Por mucho tiempo estuvo a su lado a pesar de los desprecios que él le demostraba. Ella lloraba por las noches y ya no sabía que hacer para no sentir el dolor porque el escudo que ella había puesto desde que él la dejaba de amar se había destrozado con todos los golpes que ya había recibido. El escudo se rompo y comenzó a sentir cada uno de los golpes cada vez más fuertes y a pesar de que aún lo amaba decidió alejarse para no volver a sentir el mismo dolor. Se fue; un día sin pensarlo solo se fue y no dijo adiós. Él no sabía que era lo que tenia que hacer pues ya la había perdido y no se había dado cuenta en que momento pasó, en que momento la había perdido, pues no se había dado cuenta de que él la había lastimado y había ignorado todas las veces en las que ella intentó decirle que estaba apunto de irse a pesar de que lo seguía amando.

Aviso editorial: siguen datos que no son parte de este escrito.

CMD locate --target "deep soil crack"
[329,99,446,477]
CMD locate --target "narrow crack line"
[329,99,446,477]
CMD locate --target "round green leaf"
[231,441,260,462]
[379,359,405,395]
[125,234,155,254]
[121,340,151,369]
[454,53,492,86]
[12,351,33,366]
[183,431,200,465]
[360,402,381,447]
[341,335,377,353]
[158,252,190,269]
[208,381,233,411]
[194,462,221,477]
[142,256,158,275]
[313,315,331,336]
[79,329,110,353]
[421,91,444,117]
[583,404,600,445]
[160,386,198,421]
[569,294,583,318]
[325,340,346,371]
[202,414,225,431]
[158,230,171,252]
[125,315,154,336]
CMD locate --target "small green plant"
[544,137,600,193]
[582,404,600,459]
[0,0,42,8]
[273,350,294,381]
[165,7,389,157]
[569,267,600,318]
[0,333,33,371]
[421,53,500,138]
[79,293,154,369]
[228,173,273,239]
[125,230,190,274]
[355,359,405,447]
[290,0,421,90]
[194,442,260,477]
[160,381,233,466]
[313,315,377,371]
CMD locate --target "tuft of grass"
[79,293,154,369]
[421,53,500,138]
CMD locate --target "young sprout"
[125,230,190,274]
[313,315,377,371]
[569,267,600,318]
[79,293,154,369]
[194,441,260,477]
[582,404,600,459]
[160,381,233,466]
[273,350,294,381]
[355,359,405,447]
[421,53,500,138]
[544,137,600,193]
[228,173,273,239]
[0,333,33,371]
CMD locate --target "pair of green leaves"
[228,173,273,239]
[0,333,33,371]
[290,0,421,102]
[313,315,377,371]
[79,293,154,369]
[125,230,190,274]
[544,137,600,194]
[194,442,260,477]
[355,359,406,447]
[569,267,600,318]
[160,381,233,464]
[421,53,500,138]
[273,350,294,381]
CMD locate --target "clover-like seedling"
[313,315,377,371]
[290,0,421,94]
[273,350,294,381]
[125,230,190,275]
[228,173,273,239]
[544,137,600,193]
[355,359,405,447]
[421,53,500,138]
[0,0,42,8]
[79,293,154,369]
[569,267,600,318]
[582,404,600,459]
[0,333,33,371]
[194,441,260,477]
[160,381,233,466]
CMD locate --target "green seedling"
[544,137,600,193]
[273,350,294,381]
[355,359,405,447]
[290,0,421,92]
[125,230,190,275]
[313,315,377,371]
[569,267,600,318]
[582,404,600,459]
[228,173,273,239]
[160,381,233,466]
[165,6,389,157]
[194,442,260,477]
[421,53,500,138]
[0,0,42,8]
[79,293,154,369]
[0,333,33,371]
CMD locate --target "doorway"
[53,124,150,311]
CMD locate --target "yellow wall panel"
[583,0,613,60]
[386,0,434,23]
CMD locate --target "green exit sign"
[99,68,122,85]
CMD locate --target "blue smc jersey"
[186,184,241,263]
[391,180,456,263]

Ella se cansó de ser infeliz estando a su lado y seguir amándolo como en un principio, pero sabía que ya no había más que hacer estando a su lado mientras él seguía ignorando todo lo que ella hacía. La vida la llevo a comprender que no podía seguir entregándolo todo mientras la otra persona disfrutaba su vida, siendo feliz sin ella teniéndola a su lado. El día en que se fue sufrió, pero también había sentido ese alivio que tenía mucho que no sentía, pues sabía que ahora sin él tenía a un camino abierto y libre para seguir caminando sin perder velocidad. Sentía una libertad del dolor que él le daba todos los días al dejarla ahí sola, al no escuchar sus palabras de amor y al rechazar sus labios y sus brazos.

Al ya ver que la había perdido comenzó a comprender que no la había valorado mientras estuvo a su lado y que lo único que hizo había sido sentirse cómodo al verla cerca de él, entrando a un confort que perdió el día en que ella se fue, y así fue cuando comenzó a recuperar el amor, poner atención a lo que ella quería y comprendiendo que era demasiado tarde para recuperarla… la había perdido.